The IIROC guidance echoes a similar policy adopted last year in the United States by the Financial Industry Regulatory Authority (FINRA). Under its guidance, FINRA broadened the US Securities and Exchange Commission’s “adoption” theory on third-party content to include re-tweets and likes.
While both the IIROC and FINRA guidance is specific to investment dealers and their employees, the policies likely will influence how regulators and possibly the courts view the same activities by public companies on their social media accounts.
Companies endorsing share price targets
It’s quite common for companies to post, re-tweet or indicate approval of third-party content on their social network accounts. These are often innocuous activities, but occasionally they involve third-party reports about companies’ investment merits and even specific share price targets.
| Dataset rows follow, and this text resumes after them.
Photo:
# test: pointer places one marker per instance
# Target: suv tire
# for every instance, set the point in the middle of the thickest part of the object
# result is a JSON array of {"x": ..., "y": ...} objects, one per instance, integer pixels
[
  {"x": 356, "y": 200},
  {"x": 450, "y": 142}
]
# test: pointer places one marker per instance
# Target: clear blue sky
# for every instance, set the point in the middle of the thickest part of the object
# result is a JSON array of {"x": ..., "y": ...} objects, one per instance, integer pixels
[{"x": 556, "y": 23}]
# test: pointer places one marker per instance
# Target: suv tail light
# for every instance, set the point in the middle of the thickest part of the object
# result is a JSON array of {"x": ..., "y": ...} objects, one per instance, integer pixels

By forwarding or simply liking a post, companies could be seen as endorsing the content, including any commentary about the company’s future stock price. Investors who buy the company’s stock based on the company’s endorsement could conceivably sue the company if the stock fails to reach the stipulated price.
If they are not already doing so, investor relations departments should be regularly reviewing their companies’ social media activities to identify potential compliance issues as well as proactively educating social media staff about potential securities law pitfalls.